He emphasizes that people who know a lot aren’t necessarily great teachers; to teach well you need a different type of knowledge, knowledge not just of complex ideas, but also of how to communicate those ideas. That’s commonly called pedagogical content knowledge and it’s old stuff to K-12 educators. Teachers spend a great deal of time thinking about how to communicate what they know to someone who knows much less.
Grant points out (rightly, I think) that some college instructors spend little time thinking about it. He cites data showing that those who know more about their content area are likely to be even worse in communicating what they know. This is commonly called the curse of knowledge; as your knowledge gets more and more advanced, it becomes harder and harder to remember what it’s like to be a novice; you can't take their perspective as well when teaching. For example, some experiments show that children more successfully learn from other children who are just kind of coping with a skill than from a child who has mastered it.
Grant proposes three principles by which college students might choose instructors:
- Following the curse of knowledge, he suggests taking courses from people who have more recently learned themselves, such as graduate students, rather than more experienced faculty.
- In addition, he suggests that people who had to work really hard to get to where they are will better understand the struggle of learning. (As opposed to someone with a natural talent for the field who picked it up easily.)
- Students should focus on how well someone communicates, not just on how well they know. (As measured, I guess, by their prominence in their field.)
I see real problems with this advice.
First, it predicts an inverse correlation between instructional quality and research productivity. Measures of both constructs are controversial, but when researchers have tried, the correlation is no different than zero (see here and here). Being a great (or indifferent) researcher predicts nothing about the quality of your teaching.
Second, picking instructors based on their inexperience ignores the fact that factors other than the curse of knowledge contribute to teaching effectiveness. Most instructors improve with experience as they gain feedback on their teaching. Grant seems to predict that instructors, on average, become less and less effective as they grow more distant from their initial training. We know that’s not true of K-12 educators, and for the same reason, I doubt it’s true for college instructors.
Third, two out of the three principles Grant suggests aren’t really practical for students. #1 rests on information that a student can’t access: how will a student know if an instructor worked hard to get where they are? And #3 sounds a lot like “pick a good teacher.”
I’ll try to do better. Here’s my advice.
- Attend a college where undergraduate education is the primary concern. If you get into MIT or Harvard, congratulations! But you should know that the criterion for being allowed to teach there is not excellence in teaching. Grant’s absolutely right about that.
What he doesn’t mention is that good teaching is the key criterion for employment at most colleges. You just haven’t heard of most of them because prestige comes from faculty scholarship and research dollars. Attend a small college and you’ll get more attention from faculty who care about and focus their energy on teaching.

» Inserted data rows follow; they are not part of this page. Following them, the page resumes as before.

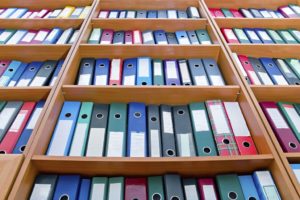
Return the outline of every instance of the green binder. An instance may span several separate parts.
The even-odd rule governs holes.
[[[126,156],[127,104],[112,103],[109,110],[106,156]]]
[[[266,29],[266,31],[276,44],[285,44],[285,41],[280,37],[280,35],[276,31],[271,29]]]
[[[294,29],[289,29],[288,31],[297,40],[297,42],[300,43],[300,31]]]
[[[92,102],[83,102],[81,104],[69,156],[84,156],[93,105]]]
[[[233,18],[233,14],[227,8],[221,9],[226,18]]]
[[[240,43],[242,44],[250,44],[250,40],[248,39],[248,37],[246,36],[245,32],[243,31],[243,29],[241,28],[234,28],[233,29],[235,35],[237,36],[238,40],[240,41]]]
[[[0,112],[2,111],[2,109],[4,108],[6,102],[5,101],[0,101]]]
[[[100,38],[102,35],[102,29],[101,28],[94,28],[91,32],[91,35],[88,39],[88,44],[99,44]]]
[[[288,30],[278,30],[278,34],[288,44],[298,44],[297,40],[290,34]]]
[[[203,102],[189,105],[198,156],[217,156],[217,148]]]
[[[108,180],[107,200],[124,199],[124,177],[112,177]]]
[[[292,68],[298,78],[300,78],[300,62],[298,59],[288,58],[285,62]]]
[[[212,41],[206,30],[196,30],[196,35],[200,44],[212,44]]]
[[[163,64],[161,59],[153,60],[153,84],[154,85],[165,85]]]
[[[164,184],[161,176],[148,177],[148,199],[149,200],[164,200]]]
[[[6,29],[0,34],[0,44],[6,44],[6,42],[15,34],[16,30]]]
[[[236,174],[218,175],[216,181],[221,200],[245,200],[239,178]]]
[[[105,200],[107,198],[107,177],[93,177],[90,200]]]
[[[292,103],[278,102],[279,109],[283,113],[288,124],[292,128],[298,141],[300,141],[300,116]]]

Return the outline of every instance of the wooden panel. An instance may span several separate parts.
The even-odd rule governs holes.
[[[40,101],[47,99],[51,87],[0,87],[1,100]]]
[[[300,102],[300,86],[251,86],[257,99],[260,101],[288,101]]]

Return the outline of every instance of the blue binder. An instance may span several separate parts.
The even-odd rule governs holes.
[[[35,77],[37,72],[40,70],[42,67],[43,62],[32,62],[30,63],[26,70],[23,72],[22,76],[20,77],[17,86],[28,86],[32,79]]]
[[[209,85],[209,80],[205,72],[204,65],[201,59],[188,59],[189,69],[191,72],[194,85]]]
[[[274,44],[272,38],[269,36],[265,29],[256,28],[255,32],[264,44]]]
[[[36,122],[39,119],[39,116],[42,112],[44,105],[45,105],[45,101],[39,101],[36,104],[34,111],[32,112],[30,119],[27,122],[26,127],[23,130],[23,132],[13,150],[14,154],[21,154],[24,152],[27,142],[32,134],[33,129],[35,128]]]
[[[176,31],[175,35],[179,44],[191,44],[186,31]]]
[[[216,61],[212,58],[203,58],[202,61],[208,75],[210,85],[225,85],[225,81]]]
[[[122,85],[136,84],[137,59],[129,58],[124,60]]]
[[[259,39],[258,35],[256,34],[254,29],[251,28],[244,28],[243,29],[245,34],[247,35],[248,39],[251,41],[253,44],[261,44],[262,41]]]
[[[16,74],[18,68],[22,65],[20,61],[13,60],[0,78],[0,86],[8,86],[10,80]]]
[[[13,87],[17,84],[18,80],[20,79],[23,72],[26,70],[27,66],[28,66],[28,63],[22,63],[21,64],[21,66],[16,71],[15,75],[10,80],[10,82],[8,84],[9,87]]]
[[[108,58],[96,60],[93,85],[107,85],[109,78],[109,63]]]
[[[256,200],[260,199],[251,175],[239,176],[239,181],[245,199],[256,199]]]
[[[164,30],[153,31],[155,44],[168,44],[166,32]]]
[[[166,85],[181,85],[177,60],[164,60]]]
[[[87,200],[90,196],[90,187],[91,187],[91,180],[90,179],[81,179],[79,195],[77,200]]]
[[[28,11],[27,8],[18,8],[14,14],[10,15],[9,18],[21,18],[26,12]],[[17,13],[17,14],[15,14]]]
[[[276,85],[288,85],[288,82],[286,81],[272,58],[260,58],[259,60],[263,64],[273,83],[275,83]]]
[[[47,150],[47,155],[68,155],[80,110],[80,105],[81,103],[76,101],[64,102],[51,142]]]
[[[58,177],[53,200],[77,200],[80,186],[79,175],[61,175]]]
[[[60,36],[62,35],[63,30],[60,28],[54,28],[43,41],[43,44],[55,44]]]
[[[137,59],[137,85],[152,85],[151,58],[140,57]]]
[[[55,81],[56,81],[56,79],[58,77],[58,74],[59,74],[59,72],[60,72],[60,70],[61,70],[64,62],[65,62],[65,60],[59,60],[58,61],[58,64],[57,64],[56,69],[55,69],[55,71],[54,71],[54,73],[52,75],[52,78],[51,78],[49,86],[53,86],[55,84]]]
[[[255,171],[253,181],[261,200],[281,200],[280,194],[269,171]]]
[[[147,12],[147,18],[157,18],[157,11],[156,10],[149,10]]]
[[[143,103],[129,103],[128,109],[128,157],[147,156],[146,106]]]

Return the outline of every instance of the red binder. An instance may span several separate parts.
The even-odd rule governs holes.
[[[31,44],[36,34],[37,31],[29,30],[18,44]]]
[[[217,189],[212,178],[198,179],[201,200],[218,200]]]
[[[143,44],[142,33],[139,30],[133,32],[133,44]]]
[[[109,85],[122,84],[122,64],[121,59],[112,59],[110,65]]]
[[[109,15],[108,10],[101,10],[99,12],[98,18],[105,19],[105,18],[108,18],[108,15]]]
[[[265,113],[278,142],[284,152],[300,152],[300,143],[289,127],[275,102],[261,102],[260,106]]]
[[[232,13],[233,17],[244,18],[244,16],[240,13],[240,11],[236,9],[229,9],[229,11]]]
[[[240,43],[232,29],[221,28],[221,31],[228,43]]]
[[[37,34],[35,35],[35,37],[33,38],[31,44],[42,44],[49,33],[50,33],[50,30],[48,30],[48,29],[39,30],[37,32]]]
[[[248,57],[239,55],[238,58],[241,61],[241,64],[249,77],[250,83],[254,85],[261,85],[261,82],[257,74],[255,73],[253,66],[251,65]]]
[[[225,15],[223,14],[221,9],[218,8],[210,8],[210,12],[214,13],[214,16],[216,18],[225,18]]]
[[[111,44],[114,37],[114,31],[113,30],[103,30],[100,44]]]
[[[9,66],[10,62],[10,60],[0,60],[0,77],[5,72],[6,68]]]
[[[39,12],[39,14],[37,14],[34,18],[35,19],[41,19],[44,18],[47,14],[48,14],[49,10],[47,9],[43,9]]]
[[[133,44],[132,31],[125,31],[125,44]]]
[[[147,200],[147,179],[126,178],[125,179],[125,200]]]
[[[214,9],[209,8],[208,10],[209,10],[209,12],[210,12],[210,14],[211,14],[212,17],[216,17]]]
[[[281,6],[278,10],[286,18],[299,18],[297,13],[295,13],[289,6]]]
[[[35,107],[35,102],[26,102],[23,104],[17,117],[0,143],[0,152],[11,153],[16,146],[23,129]]]

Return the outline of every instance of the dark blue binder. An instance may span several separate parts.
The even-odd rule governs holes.
[[[17,86],[28,86],[36,73],[42,67],[43,62],[32,62],[30,63],[26,70],[23,72],[22,76],[20,77]]]
[[[254,30],[264,44],[274,44],[272,38],[269,36],[268,32],[265,29],[256,28]]]
[[[116,31],[113,37],[113,44],[124,44],[125,41],[125,32]]]
[[[55,44],[60,36],[63,34],[63,30],[61,28],[54,28],[52,31],[48,34],[46,39],[43,41],[43,44]]]
[[[84,178],[81,179],[79,194],[77,200],[87,200],[90,196],[90,187],[91,187],[91,180]]]
[[[61,175],[58,177],[53,200],[77,200],[80,186],[79,175]]]
[[[96,60],[93,85],[108,85],[109,63],[108,58]]]
[[[168,18],[168,14],[166,10],[158,10],[157,11],[157,18],[159,19],[166,19]]]
[[[251,175],[239,176],[239,181],[245,199],[259,199],[253,178]]]
[[[53,86],[55,84],[55,82],[57,80],[57,77],[58,77],[58,74],[59,74],[59,72],[60,72],[60,70],[61,70],[64,62],[65,62],[65,60],[59,60],[58,61],[58,64],[57,64],[56,69],[55,69],[55,71],[53,73],[53,76],[51,78],[49,86]]]
[[[212,58],[203,58],[203,65],[207,73],[210,85],[223,86],[225,81],[223,79],[222,73],[219,69],[218,64]]]
[[[164,30],[153,31],[155,44],[168,44],[166,32]]]
[[[188,65],[191,72],[193,85],[209,85],[209,80],[201,59],[188,59]]]
[[[148,10],[147,18],[157,18],[157,11],[156,10]]]
[[[273,83],[275,83],[276,85],[288,85],[288,82],[286,81],[272,58],[260,58],[259,60],[265,67]]]
[[[181,85],[177,60],[164,60],[166,85]]]
[[[136,18],[147,18],[147,11],[146,10],[138,10],[136,12]]]
[[[137,59],[137,85],[152,85],[152,61],[148,57]]]
[[[146,106],[129,103],[128,106],[128,157],[147,157]]]
[[[93,81],[93,74],[95,68],[94,58],[83,58],[81,59],[77,85],[91,85]]]
[[[13,86],[15,86],[17,84],[18,80],[20,79],[20,77],[22,76],[22,74],[24,73],[24,71],[26,70],[27,65],[28,65],[28,63],[22,63],[21,64],[21,66],[16,71],[15,75],[10,80],[10,82],[8,84],[9,87],[13,87]]]
[[[175,35],[179,44],[191,44],[186,31],[176,31]]]
[[[261,44],[262,41],[259,39],[258,35],[256,34],[254,29],[251,28],[244,28],[243,29],[245,34],[247,35],[248,39],[251,41],[253,44]]]
[[[250,11],[251,14],[254,16],[254,18],[264,18],[264,17],[260,14],[259,10],[257,10],[257,9],[250,8],[249,11]]]
[[[122,85],[136,84],[137,59],[129,58],[124,60]]]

There are trade-offs, however, notably in the opportunities for proactive, self-starting students. When I taught at Williams College, my Introduction to Cognitive Psychology class had about 25 students (at UVa I teach 350) and in my lab I mentored only undergraduates--I didn’t have to divide my attention with graduate students. Sounds great, but if you were a Williams student interested in cognitive psychology I was it. At UVa you can study cognition and education with me…or the epigenetics of cognition with Jess Connelly, or social aspects of cognition with Jamie Morris, or memory with Chad Dodson, or perception with Dennis Proffit, or cognition in the elderly with Tim Salthouse, or computational modelling, cognition and the brain with Per Sederberg or Nicole Long. (I have more good things to say about the undergraduate experience at UVa, but I'll save them for another time.) - Students don’t take every college course for the same reason, or at least they shouldn’t. Grant points to “learning” as the reason to take courses, but students take some courses for the experience, and the possibility of kindling interest or even passion, like the senior engineer taking an art history course, or the psychology major taking an environmental science course. They don't care if they master this introductory content, or even if they remember details a year later, and I get that.
Student course evaluations don’t measure teaching quality very well, but they probably do measure how much people like the way the professor teaches. So when “fun and interest” are the right criteria, it makes sense to take a course that your peers have said is fun and interesting. - For other courses, mastering content is essential, as when the second year psychology student takes their first course in statistics and methods. They will call on this content in future courses, so it must be mastered and the entertaining professor may or may not get them there. I think about the best one can do is to ask more senior students who have taken follow up courses whether they felt well prepared by the instructor.